Wednesday, 10 January 2018: 12:00 AM
Room 18B (ACC) (Austin, Texas)
Lu Li, Uni Research, Bergen, Norway; and M. Pontoppidan

During the last week of October 2014, western Norway suffered major flooding after 4 days of intense rainfall. Voss was one of the main villages, which were severely affected. A large amount of rain saturated the soil and caused severe flooding, which destructed houses, bridges and roads. In Odda houses were flushed out into the roaring river and people in villages on the west coast were isolated for days. The impact of the heavy rainfall and the flooding resulted in damage of hundreds of millions Norwegian kroner.

In this study, we applied a fully coupled WRF-Hydro modelling system at four well-monitored catchments in Voss to reproduce this flood event. Due to the traditional separation of hydrological and atmospheric modelling communities, significant gaps exist in our knowledge of the full-chain responses to hydrometeorological extremes, from circulation/transport to discharge. The WRF-Hydro modelling system is a community-based model-coupling framework designed to link multi-scale process models of the atmosphere and terrestrial hydrology, which have been developed to address these gaps (Gochis et al., 2014). The objectives of this study are (1) to understand the meteorological and hydrological dynamical processes that led to this extreme event; (2) to explore the fluxes circulation between atmosphere and land surface by comparing the fully coupled WRF-Hydro mode with the offline WRF-Hydro mode (WRF-only).

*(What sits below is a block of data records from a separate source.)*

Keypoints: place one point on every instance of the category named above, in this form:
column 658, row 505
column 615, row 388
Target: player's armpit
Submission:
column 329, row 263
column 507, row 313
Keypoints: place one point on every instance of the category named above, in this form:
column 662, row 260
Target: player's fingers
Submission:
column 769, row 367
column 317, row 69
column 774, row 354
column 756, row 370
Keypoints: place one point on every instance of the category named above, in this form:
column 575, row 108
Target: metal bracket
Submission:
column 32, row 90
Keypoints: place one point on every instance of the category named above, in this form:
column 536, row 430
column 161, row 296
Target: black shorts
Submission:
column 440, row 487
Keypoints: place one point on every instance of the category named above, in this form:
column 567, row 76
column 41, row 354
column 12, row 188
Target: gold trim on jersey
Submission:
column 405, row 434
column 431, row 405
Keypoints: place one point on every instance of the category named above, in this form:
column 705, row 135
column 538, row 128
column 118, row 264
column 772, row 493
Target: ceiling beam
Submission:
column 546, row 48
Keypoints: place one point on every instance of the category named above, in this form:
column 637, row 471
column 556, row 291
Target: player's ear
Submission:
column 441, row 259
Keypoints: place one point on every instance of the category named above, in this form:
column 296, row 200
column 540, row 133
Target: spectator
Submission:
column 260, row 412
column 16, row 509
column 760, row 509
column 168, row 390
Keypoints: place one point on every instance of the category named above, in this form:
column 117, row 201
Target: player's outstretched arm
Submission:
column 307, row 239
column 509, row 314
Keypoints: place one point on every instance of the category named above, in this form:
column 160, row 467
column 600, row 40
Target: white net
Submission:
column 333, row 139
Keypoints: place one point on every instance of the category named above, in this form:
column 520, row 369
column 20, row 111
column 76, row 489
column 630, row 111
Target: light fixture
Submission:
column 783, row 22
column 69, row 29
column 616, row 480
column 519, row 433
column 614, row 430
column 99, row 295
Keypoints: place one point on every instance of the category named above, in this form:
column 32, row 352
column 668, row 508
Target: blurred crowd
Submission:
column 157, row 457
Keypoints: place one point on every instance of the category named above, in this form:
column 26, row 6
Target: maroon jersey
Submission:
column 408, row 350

In order to fulfill the requirement of the complex orography at western Norway, it is downscaled to convection permitting scales at 3 km in a nested domain. Prior to performing the fully coupled WRF-Hydro, the offline WRF-Hydro was calibrated and validated by observed streamflow. The simulations with/without spectral nudging under the coupled/uncoupled model system have also been discussed. The performance of quantitative precipitation estimates and hydrological forecast products were further analyzed. At the end, we compared precipitation, runoff, soil moisture and land surface heat fluxes between the offline (WRF only) and coupled WRF-Hydro simulations.